Let
- $d\in\mathbb N$
- $\Omega\subseteq\mathbb R^d$ be open
- $\mathcal D(\Omega):=C_c^\infty(\Omega)$ and $$\mathfrak D(\Omega):=\left\{\Phi\in\mathcal D(\Omega)^d:\nabla\cdot\Phi=0\right\}$$
In a paper, I've found the following theorem: Let $f\in\mathcal D'(\Omega)^d$ $\Rightarrow$ $$\left.f\right|_{\mathfrak D(\Omega)}=0\;\Leftrightarrow\;\exists p\in\mathcal D'(\Omega):f=\nabla p\;.\tag 1$$ This statement can be found in various books related to the study of the Navier-Stokes equations.
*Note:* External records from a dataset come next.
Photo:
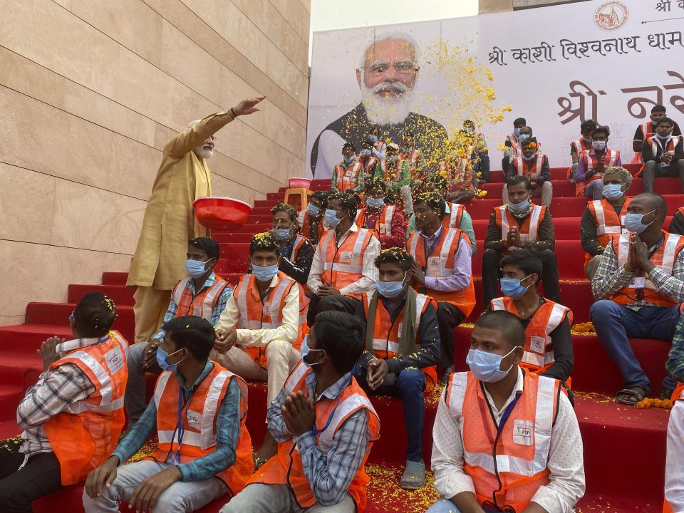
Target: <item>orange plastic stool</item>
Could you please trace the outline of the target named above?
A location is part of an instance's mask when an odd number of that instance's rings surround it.
[[[311,192],[309,189],[286,189],[285,190],[285,200],[283,200],[284,203],[289,204],[288,203],[288,200],[289,200],[290,196],[299,196],[299,209],[306,210],[306,205],[309,204],[309,197],[311,196]]]

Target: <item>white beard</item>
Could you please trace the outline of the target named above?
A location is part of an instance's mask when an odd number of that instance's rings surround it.
[[[414,84],[415,86],[415,84]],[[392,88],[400,94],[396,96],[380,96],[376,94],[385,88]],[[380,82],[371,88],[361,86],[361,103],[366,108],[368,120],[376,125],[398,125],[411,112],[413,90],[400,82]]]
[[[197,156],[197,158],[211,158],[214,156],[213,150],[204,150],[202,146],[195,148],[192,151]]]

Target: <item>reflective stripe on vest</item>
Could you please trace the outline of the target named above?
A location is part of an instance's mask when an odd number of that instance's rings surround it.
[[[544,207],[541,205],[534,205],[534,208],[532,208],[532,212],[530,212],[530,214],[522,224],[522,226],[520,227],[520,238],[522,240],[537,240],[537,232],[539,229],[539,222],[542,219],[542,212],[544,212]],[[508,232],[510,230],[510,224],[508,219],[508,213],[509,211],[507,205],[497,207],[497,209],[499,212],[497,217],[499,216],[501,217],[501,238],[505,240],[508,238]],[[512,214],[511,214],[511,217],[513,217]],[[526,227],[527,227],[527,232],[525,231]]]
[[[464,432],[462,412],[463,400],[467,386],[469,373],[455,373],[452,374],[450,388],[447,390],[450,401],[449,410],[458,420],[461,439],[465,440],[467,434]],[[473,378],[474,379],[474,378]],[[537,395],[537,410],[534,418],[534,457],[532,460],[509,455],[497,454],[496,467],[491,454],[486,452],[468,452],[464,442],[464,460],[473,467],[480,467],[490,474],[497,471],[512,472],[520,476],[531,477],[546,469],[549,451],[551,447],[551,433],[554,423],[554,404],[556,398],[555,380],[545,376],[539,376],[539,386]],[[479,386],[479,385],[478,385]],[[514,409],[514,412],[515,410]]]
[[[373,296],[373,293],[366,293],[366,306],[370,306],[370,299]],[[420,317],[423,315],[423,311],[425,309],[425,305],[428,303],[429,298],[425,294],[416,294],[415,295],[415,332],[418,333],[418,326],[420,324]],[[378,299],[379,301],[379,299]],[[376,313],[377,318],[377,313]],[[403,311],[402,311],[402,315],[403,315]],[[402,321],[403,322],[403,321]],[[401,330],[402,330],[402,323],[399,323],[399,326],[398,327],[398,334],[399,336],[401,336]],[[373,329],[373,334],[375,335],[375,328]],[[387,333],[387,336],[390,336],[390,333]],[[385,347],[386,346],[386,347]],[[416,343],[415,345],[416,351],[420,348],[420,344]],[[373,351],[385,351],[388,353],[394,353],[393,356],[388,355],[388,358],[394,358],[395,356],[399,353],[399,341],[398,339],[396,341],[388,340],[385,337],[385,338],[375,338],[375,336],[373,338]]]

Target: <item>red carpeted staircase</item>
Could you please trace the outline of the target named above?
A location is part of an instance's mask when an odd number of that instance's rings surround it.
[[[482,311],[480,279],[482,242],[492,209],[501,204],[502,177],[492,173],[494,183],[487,184],[484,199],[468,206],[477,239],[478,254],[472,261],[478,304],[470,321]],[[589,321],[593,298],[583,271],[584,254],[579,242],[579,218],[586,201],[574,197],[574,187],[565,180],[565,170],[552,170],[554,200],[551,212],[556,227],[556,253],[561,276],[563,303],[572,309],[576,323]],[[316,180],[314,190],[327,189],[329,183]],[[634,195],[643,190],[642,180],[635,180],[629,191]],[[668,213],[672,214],[684,201],[678,179],[658,179],[656,191],[665,195]],[[217,272],[231,283],[247,269],[249,239],[256,232],[270,228],[270,207],[284,197],[284,189],[270,193],[265,200],[256,202],[254,209],[242,229],[232,233],[217,233],[221,242],[222,259]],[[538,202],[539,200],[535,200]],[[669,219],[668,219],[669,222]],[[15,420],[16,405],[24,391],[36,381],[41,371],[36,350],[48,336],[68,336],[68,317],[74,304],[83,294],[100,291],[116,303],[118,316],[115,328],[133,339],[133,291],[125,287],[126,274],[105,272],[102,284],[73,284],[64,304],[31,303],[26,307],[26,322],[0,326],[0,438],[19,433]],[[468,347],[467,327],[455,332],[456,362],[465,370]],[[575,366],[572,383],[577,390],[575,411],[584,442],[587,493],[580,504],[582,512],[660,512],[662,508],[665,432],[668,413],[660,409],[637,410],[618,405],[609,398],[621,388],[616,366],[608,358],[598,338],[592,335],[574,335]],[[659,393],[663,363],[669,343],[653,340],[633,340],[635,353],[651,383]],[[252,384],[249,388],[248,426],[255,445],[263,437],[266,411],[265,387]],[[381,438],[369,458],[373,477],[369,487],[369,512],[423,512],[435,498],[434,490],[426,487],[408,492],[398,488],[398,475],[404,462],[405,433],[400,403],[386,398],[373,398],[382,421]],[[425,461],[429,464],[432,424],[438,400],[438,390],[427,400],[424,435]],[[72,487],[34,503],[34,511],[48,512],[54,505],[68,505],[69,511],[80,511],[81,487]],[[217,501],[202,509],[216,512],[224,501]],[[124,508],[122,508],[124,510]]]

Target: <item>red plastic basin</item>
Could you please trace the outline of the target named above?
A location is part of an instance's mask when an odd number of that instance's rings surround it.
[[[242,228],[252,212],[252,206],[244,201],[217,196],[197,198],[192,206],[197,222],[215,230]]]

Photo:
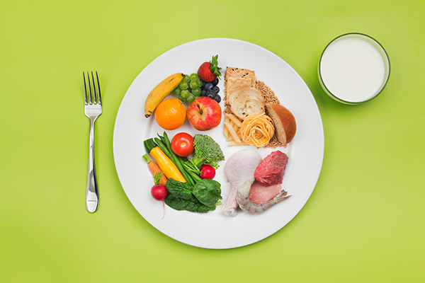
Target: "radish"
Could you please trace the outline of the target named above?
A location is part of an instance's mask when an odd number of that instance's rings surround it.
[[[215,169],[210,165],[203,165],[199,177],[203,179],[212,179],[215,176]]]
[[[159,184],[159,180],[161,177],[164,174],[164,172],[157,172],[157,174],[154,176],[154,186],[151,189],[151,195],[152,197],[157,200],[162,202],[162,205],[164,207],[164,215],[162,216],[162,219],[164,219],[165,216],[165,202],[164,200],[168,195],[168,191],[164,185]]]

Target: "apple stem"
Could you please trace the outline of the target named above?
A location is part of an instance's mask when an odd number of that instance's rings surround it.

However, $(1)$ is obviously nonsense, cause by definition $f$ is a mapping $\mathcal D(\Omega)\to\mathbb R^d$ and the elements of $\mathfrak D(\Omega)$ are elements of $\mathcal D(\Omega)^d$, i.e. $\left.f\right|_{\mathfrak D(\Omega)}$ is an undefined symbol sequence.
So, at a first glance I thought they possibly mean $\left(\mathcal D(\Omega)^d\right)'$ instead of $\mathcal D'(\Omega)^d$. However, they write $f=(f_1,\ldots,f_d)$ in the paper (what suggests that $f$ is an $\mathbb R^d$-valued mapping) and by definition $\nabla p$ is a mapping $\mathcal D(\Omega)^d\to\mathbb R$.
So, my question is: How do I need to interpret this theorem?